Pour autant, même si les Kanaks ont aujourd'hui intégré dans leurs modes de vie la plupart des éléments de modernité, ils ont su conserver presque intacte leur culture traditionnelle, toujours régie par la coutume.
L'organisation sociale kanak repose sur deux piliers : le clan et la tribu. Le clan, c'est la famille au sens large, évoluant au gré des mariages et des naissances.
La tribu est un ensemble de clans qui vivent dans la même vallée et qui parlent une même langue. La tribu est dirigée par le "petit chef", assisté d'un conseil des Anciens qui se réunit dans la grande case, reconnaissable à sa haute flèche faîtière en bois sculpté.

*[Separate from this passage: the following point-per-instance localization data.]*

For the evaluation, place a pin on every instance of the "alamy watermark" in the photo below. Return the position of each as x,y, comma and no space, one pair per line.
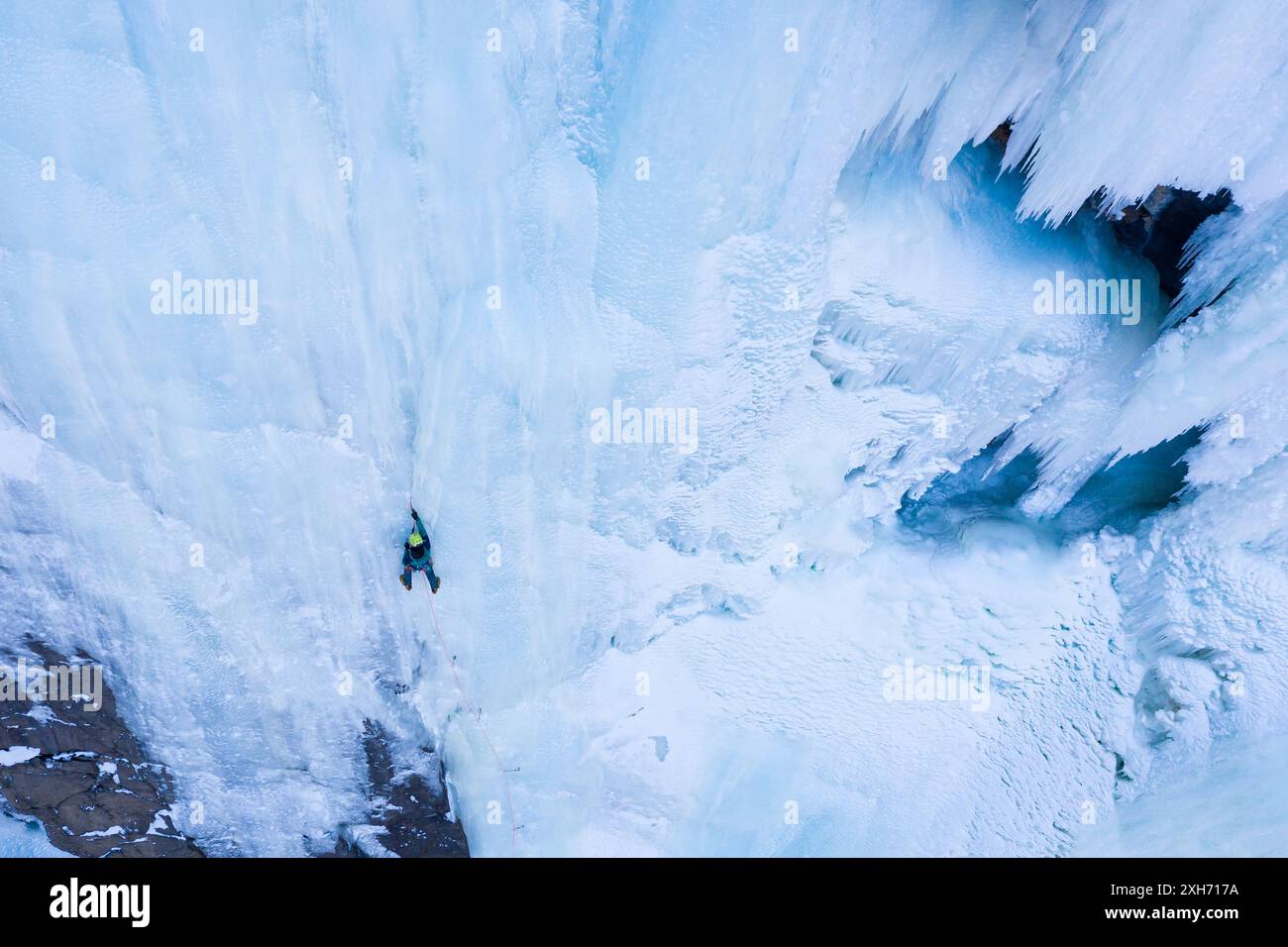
60,684
925,684
1074,296
179,296
649,425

Organisation administrative à la française oblige, les tribus ont elles aussi dû se mettre à l'heure de l'intercommunalité, ou plutôt de l'intertribalité, avec la création de districts regroupant plusieurs tribus et dirigés par le "grand chef".
Mais cette tentative de regroupement trouve sa limite dans le fait que chaque tribu possède son propre dialecte. D'ailleurs, ironie de l'histoire, le seul moyen de communication entre deux tribus habitant deux vallées voisines est le français, qui représente finalement, avec la religion chrétienne, le principal trait d'union entre les tribus kanak.
Mais si chaque tribu a sa propre identité, elles respectent cependant toutes la "coutume", qui correspond à un code de conduite transmis oralement permettant de régir les rites et les échanges sociaux à l'intérieur du clan et avec les autres clans et de maintenir le lien avec les ancêtres.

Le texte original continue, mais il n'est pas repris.